Set up DNS with the following entries (of course, adjust addresses to your infrastructure):

hostname	Address
infra1.okd4.example.com	192.168.60.180
api-int.okd4.example.com	CNAME infra1.okd4.example.com
api.okd4.example.com	CNAME infra1.okd4.example.com
apps.okd4.example.com	CNAME infra1.okd4.example.com
*.apps.okd4.example.com	CNAME infra1.okd4.example.com
master1.okd4.example.com	192.168.60.181
master2.okd4.example.com	192.168.60.182
master3.okd4.example.com	192.168.60.183
worker1.okd4.example.com	192.168.60.184

If you're using pihole (as I do), increase rate limiting, create /etc/dnsmasq.d/99-openshift.conf with the following content and restart dns (pihole restartdns)

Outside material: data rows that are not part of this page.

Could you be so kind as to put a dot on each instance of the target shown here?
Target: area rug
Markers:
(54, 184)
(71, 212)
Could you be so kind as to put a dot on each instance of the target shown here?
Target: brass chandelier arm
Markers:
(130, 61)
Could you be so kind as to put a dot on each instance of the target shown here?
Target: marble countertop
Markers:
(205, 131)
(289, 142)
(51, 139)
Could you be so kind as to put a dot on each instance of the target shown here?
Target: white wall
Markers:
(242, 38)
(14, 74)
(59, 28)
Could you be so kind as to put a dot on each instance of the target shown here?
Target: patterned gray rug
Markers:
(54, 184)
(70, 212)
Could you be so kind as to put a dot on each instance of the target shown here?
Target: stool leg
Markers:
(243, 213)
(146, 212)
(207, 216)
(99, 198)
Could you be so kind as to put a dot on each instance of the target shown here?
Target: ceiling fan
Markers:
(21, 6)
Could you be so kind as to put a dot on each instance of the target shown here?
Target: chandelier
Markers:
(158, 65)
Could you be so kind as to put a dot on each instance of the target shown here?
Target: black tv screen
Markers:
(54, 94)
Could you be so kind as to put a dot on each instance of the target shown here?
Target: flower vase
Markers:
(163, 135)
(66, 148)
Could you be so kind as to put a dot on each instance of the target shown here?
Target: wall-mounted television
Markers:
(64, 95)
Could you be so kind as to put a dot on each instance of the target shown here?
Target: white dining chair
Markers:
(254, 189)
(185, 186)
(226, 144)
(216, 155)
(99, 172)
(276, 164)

address=/.apps.okd4.example.com/192.168.60.180

If your DNS cannot handle wildcards, add these entries as CNAME, pointing to app.okd4.example.com:

alertmanager-main-openshift-monitoring.apps.okd4.example.com
canary-openshift-ingress-canary.apps.okd4.example.com
console-openshift-console.apps.okd4.example.com
downloads-openshift-console.apps.okd4.example.com
grafana-openshift-monitoring.apps.okd4.example.com
oauth-openshift.apps.okd4.example.com
prometheus-k8s-openshift-monitoring.apps.okd4.example.com
thanos-querier-openshift-monitoring.apps.okd4.example.com

Create a new image for the rasperry pi with enabled ssh and boot it up.

Create a bootable USB from the correct version of Fedora coreos. (At the time of writing, the current working release is 34.20210626.3.1

./openshift-install/openshift-install coreos print-stream-json | jq -r '.architectures.x86_64.artifacts.metal.formats.iso.disk.location'

Set up static DHCP entries for the machines, matching IP addresses above.

Run playbook

It's time to run the playbook. There are a number of steps that will be completed:

Cluster configuration will be created and added into ignition files.
The infrastructure node (RPI) will be setup.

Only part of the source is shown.